Fortaleza, de fato, se destaca por sua malha cicloviária, motivo de muito orgulho para quem compreende que esses novos modais são o que realmente diminuem a questão de tráfego e de trânsito. No entanto, ainda há muito a se fazer. O Lapin, por exemplo, participa do Observatório de Segurança Viária de Fortaleza, formado por um conjunto de entidades, incluindo a Unifor, representada pelo Lapin, coordenado pela Autarquia Municipal de Trânsito e Cidadania (AMC), visando apoiar a AMC e os vários órgãos que estão no comitê a melhorar a segurança viária. Nosso foco são os pedestres, os ciclistas e os motociclistas que, hoje, no trânsito da cidade são personagens que necessitam de uma atenção especial dado os números de ocorrências. Dessa forma, o laboratório se propõe a estar junto do Observatório desenvolvendo protótipos, artefatos, projetos de estudo para podermos melhorar a segurança viária de Fortaleza.

De que forma projetos e pesquisas desenvolvidas na Unifor têm contribuído para o avanço das discussões sobre cidades inteligentes que usam a tecnologia para melhorar a vida dos cidadãos?

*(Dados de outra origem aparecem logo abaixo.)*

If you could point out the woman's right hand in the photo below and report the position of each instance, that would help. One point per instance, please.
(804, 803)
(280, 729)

O papel da Universidade e do Lapin nessa discussão sobre a cidade inteligente já é muito reconhecido pelos nossos pares, pelas prefeituras das cidades, assim como pelo Governo do Estado do Ceará, que já reconhecem que a Unifor tem papel fundamental nessa busca por melhorias, pela busca de uma cidade inteligente. Prova disto é que as secretarias desses órgãos já buscam a Universidade para o desenvolvimento de soluções inovadoras. Por isso imaginamos que o caminho é cada vez mais ampliar a atuação do Parque Tecnológico da Unifor (TEC Unifor) e do Lapin para apoiar esse ecossistema.

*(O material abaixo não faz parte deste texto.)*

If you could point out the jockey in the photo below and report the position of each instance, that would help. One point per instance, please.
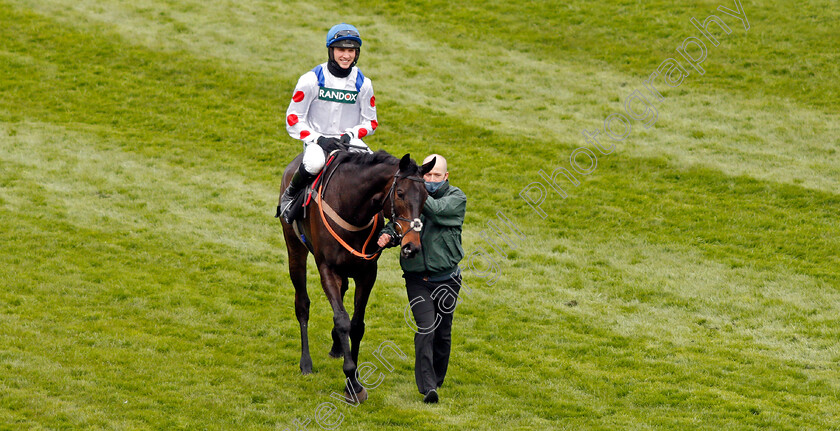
(331, 103)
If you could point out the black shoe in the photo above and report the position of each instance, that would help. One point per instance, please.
(431, 397)
(290, 205)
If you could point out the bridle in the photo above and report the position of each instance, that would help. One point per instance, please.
(415, 225)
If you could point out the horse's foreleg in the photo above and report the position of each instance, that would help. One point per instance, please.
(297, 272)
(341, 320)
(364, 285)
(336, 351)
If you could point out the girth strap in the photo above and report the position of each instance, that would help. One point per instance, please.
(330, 212)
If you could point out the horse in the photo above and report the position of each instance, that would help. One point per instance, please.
(343, 214)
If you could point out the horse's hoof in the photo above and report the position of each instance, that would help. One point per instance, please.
(360, 396)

Nos nossos planos de atuação para 2023 até 2027 está previsto que o laboratório se posicione perante a cidade como esse ambiente de desenvolvimento de ideias e propriedades intelectuais com visão de sustentabilidade dentro, claro, dessa temática de cidade. Nosso foco não serão só governos, mas também empresas e startups que querem trabalhar com a temática cidade. Nós temos aí um universo de possibilidades de geração de negócios com potencial para serem absorvidos pelos governos, e que possam apoiar o empreendedorismo local.

O Lapin faz isso enquanto se torna palco de atuação dos seus alunos. A ideia é que os estudantes participem de projetos e que possam desenvolver as próprias capacidades e competências adquiridas no segmento do ensino para poderem completar os três segmentos que compõe a Universidade: ensino, pesquisa e extensão. Ou seja, possam fazer pesquisa de projetos e atuam na cidade, no caso da extensão.